Je ne savais plus si c’était un départ ou un adieu, mais je savais que cette image resterait.
Puis j’ai continué à prendre des photos, juste pour moi.
Ces images dorment quelque part, dans un coin de ma mémoire et celle de mon téléphone, invisibles pour toi, gardiennes d’instants que tu as oubliés.
Il y a ta main sur le volant, un voyage en voiture. La musique en fond, ta voix qui chantonne, le soleil qui découpe la route et les petites taches de rousseur sous le bracelet de ta montre. Tout un monde tient dans ce détail.
Ton corps dans le grand fauteuil de mon salon, un soir d’hiver.
Un peu alangui par la fatigue, la tête renversée en arrière, la main posée sur ton front. Tu étais parti dans tes pensées et moi je t’observais, puis je volais l’image. Je la garde, comme celle qui était restée dans mes yeux, ce soir-là. Je pensais : tu es là, mais toujours ailleurs.
Et puis il y a celle sur une falaise bretonne.
Je ne me souviens plus du nom de la plage en bas, mais je sais la date, l’heure presque.
Ce jour-là, tu venais de me serrer contre toi face à l’océan avant de t’éloigner, curieux, vers le bord.
Je suis restée en retrait, le vent me giflait un peu, j’ai crié ton prénom pour que tu te retournes.
Et là, je t’ai pris en photo. Tu n’as rien dit. Tu n’as pas demandé à voir la photo plus tard.
À cette seconde, je me souviens très clairement avoir pensé : je ne serai plus heureuse qu’à cet instant.
Je pourrais disparaître maintenant, sans rien regretter.
C’est étrange d’être traversée par une telle plénitude qu’on se dit que mourir n’y changerait rien.
Sur cette photo tu n’as pas posé, je ne t’en ai pas laissé le temps. Pourtant tu souris.
En quittant mes bras une minute plus tôt, tu souriais déjà.
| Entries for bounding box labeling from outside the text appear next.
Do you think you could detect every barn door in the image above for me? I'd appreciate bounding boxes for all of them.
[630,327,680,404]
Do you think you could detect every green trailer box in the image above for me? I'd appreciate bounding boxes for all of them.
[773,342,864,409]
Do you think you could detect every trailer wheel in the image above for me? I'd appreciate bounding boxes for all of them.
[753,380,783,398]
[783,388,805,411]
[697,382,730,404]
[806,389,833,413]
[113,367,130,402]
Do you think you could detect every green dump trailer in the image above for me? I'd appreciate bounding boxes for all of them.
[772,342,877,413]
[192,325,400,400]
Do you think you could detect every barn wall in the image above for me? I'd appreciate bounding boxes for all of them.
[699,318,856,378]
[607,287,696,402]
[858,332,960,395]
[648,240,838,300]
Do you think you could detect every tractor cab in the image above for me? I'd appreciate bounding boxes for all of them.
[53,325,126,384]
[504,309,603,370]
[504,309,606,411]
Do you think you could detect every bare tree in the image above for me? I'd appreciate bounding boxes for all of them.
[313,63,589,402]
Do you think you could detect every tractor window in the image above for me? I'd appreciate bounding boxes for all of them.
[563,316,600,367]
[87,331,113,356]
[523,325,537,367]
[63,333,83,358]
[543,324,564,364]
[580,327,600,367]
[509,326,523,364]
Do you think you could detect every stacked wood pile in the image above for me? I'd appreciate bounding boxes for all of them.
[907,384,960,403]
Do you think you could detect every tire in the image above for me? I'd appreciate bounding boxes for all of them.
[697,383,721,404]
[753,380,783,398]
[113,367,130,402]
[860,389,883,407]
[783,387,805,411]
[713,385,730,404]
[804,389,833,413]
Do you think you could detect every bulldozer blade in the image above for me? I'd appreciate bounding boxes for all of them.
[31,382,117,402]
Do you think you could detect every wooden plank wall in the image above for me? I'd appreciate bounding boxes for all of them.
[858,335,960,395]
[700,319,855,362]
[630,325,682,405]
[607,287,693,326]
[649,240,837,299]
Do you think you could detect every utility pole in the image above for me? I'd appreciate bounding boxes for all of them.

Et ce sourire continue sur l’image, figé dans un éclat de sel et de lumière.
Personne ne me l’enlèvera.
Les années ont passé, j’ai connu d’autres bras, d’autres soleils, d’autres sourires. Peut-être que le meilleur reste à venir.
Mais si tout devait s’arrêter, il me resterait ton sourire sur une falaise bretonne, comme une trace qui me rappelle qu’un jour, en te regardant, j’étais exactement à ma place dans le monde.